Tales of trauma, the pain of losing loved ones and their homes, echo in Amritsar’s Town Hall, now home to the world’s first ever Partition Museum. An idea that had taken root several years ago, was put into action by The Arts and Cultural Heritage Trust under the guidance of author Kishwar Desai. The museum functions as a physical entity dedicated to documenting the living memories of the last possible generation; a trait Kishwar Desai credits to the immense response the museum is getting.
“To be honest, we got very lucky. Before the museum was initially set up, we did a series of events to start with. Our first event was in 2015, at the India International Centre in Delhi. People questioned the idea immediately, since partition is a difficult subject to deal with. It’s of a sensitive nature. People assumed only 10-15 people would show up, but over 1500 people showed up, several of whom couldn’t get in due to space constraints,” explains Kishwar Desai.
The idea was put forth in the 1960s, and has been long pending. Making use of social media and the ever ready press after their first event, they established a connection with the youth. Several young people wanted to volunteer, as well as connect them to their grandparents who had stories or items to add to the museum’s collection. The second event organized, was at an Art Fair, where they decided to start recording whoever wished to share oral histories. Again, they didn’t expect much of a response as it was just something they were trying, but 70 people came forward, willing to record their stories.
From thereon, the four founder trustees, Bindu Manchanda, Dipali Khanna, Kishwar Desai, and Mallika Ahluwalia, knew they would need a space of their own, as each event kept garnering more attention. In that aspect, the Government stepped forward to help, after noticing their efforts, and gave them their very own space in Amritsar — The Town Hall.
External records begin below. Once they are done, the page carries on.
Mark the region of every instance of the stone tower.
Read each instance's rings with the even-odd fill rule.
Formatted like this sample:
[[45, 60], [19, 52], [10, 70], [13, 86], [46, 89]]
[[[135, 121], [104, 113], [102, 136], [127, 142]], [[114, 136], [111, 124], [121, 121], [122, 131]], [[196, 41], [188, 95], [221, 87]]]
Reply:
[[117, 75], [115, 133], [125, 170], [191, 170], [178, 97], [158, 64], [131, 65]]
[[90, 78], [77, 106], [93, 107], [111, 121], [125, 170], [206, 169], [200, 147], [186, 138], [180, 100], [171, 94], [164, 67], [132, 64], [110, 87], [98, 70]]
“Amritsar was an apt place for the museum, because it was on the front lines of Partition. Hundreds of thousands of refugees found their first solace in Amritsar, after fleeing their homes. Amritsar itself was partitioned from its sister-city Lahore. To have the museum in a city that witnessed so much, in a colonial building of Amritsar is fitting,” explained Mallika Ahluwalia. It is also conveniently located near the Golden Temple, which is a mere 10-minute-walk away from the museum.
Currently, the museum’s exhibits include oral histories, official government documentation (including Mountbatten’s personal, secret report on the events leading up to partition), photographs, art installations, Partition-related art, letters, newspapers, and other personal objects belonging to refugees.
Inaugurated on Punjab Day, October 24, the museum is run by people who have sacrificed their careers, as well as pay, in an effort to pay homeage to our country’s past. Organisations like the Hindustan Times and Airtel stepped in as supporters, too.
“When it comes to connecting with the older generation though, a physical space is better for them to open up. When Gulzar came, it was an outreach program. Over 15,000 people came for the play, and his talk in February!” exclaims Kishwar Desai, thrilled about the immense response the museum is still receiving. Till date, the museum continues to host pop-up events, or lectures on random occasions as well as to commemorate certain days.